Il Programma terapeutico

Il percorso che abbiamo pensato è rivolto a soggetti che, in generale, presentano situazioni caratterizzate da una compromissione a livello psicologico e sociale che richiede il coinvolgimento di più attori. Dal punto di vista metodologico, quindi, ecco quindi la scelta di utilizzare un modello integrato cognitivo, comportamentale e psicobiologico che sappia lavorare sulle diverse richieste e complessità per attivare dei percorsi di cambiamento e cura.

Questo lavoro si traduce in un percorso che, assieme all’utente, cerca di semplificare e modificare alcuni aspetti, in particolare attraverso la definizione di obiettivi condivisi, chiari e praticabili, e l’attivazione delle risorse del territorio e della rete familiare e sociale.

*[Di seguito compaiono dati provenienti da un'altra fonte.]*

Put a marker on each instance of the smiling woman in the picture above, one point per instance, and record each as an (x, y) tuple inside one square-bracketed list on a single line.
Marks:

Le tre fasi in cui il programma è suddiviso hanno diversi obiettivi, che possiamo riassumere in un percorso che parte con:

Fase 1

Conoscenza del nuovo ambiente terapeutico e della prima sperimentazione di sé in questo nuovo contesto

Fase 2

Lavoro motivazionale sul cambiamento

Fase 3

Avviamento verso l’autonomia (gestione economica) e la riattivazione di una rete sociale come fattore di protezione

Lo staff (composto dal responsabile del programma, l’educatore, lo psicologo/psicoterapeuta, l’istruttore e/o operatore generico) gestisce questo percorso attivando gli strumenti a sua disposizione, che vanno dai momenti più strettamente terapeutici ed educativi (colloqui e gruppi) alle attività di carattere laboratoriale ed espressivo, oltre a specifici momenti dedicati alla gestione economica e finanziaria con un apposito tutor.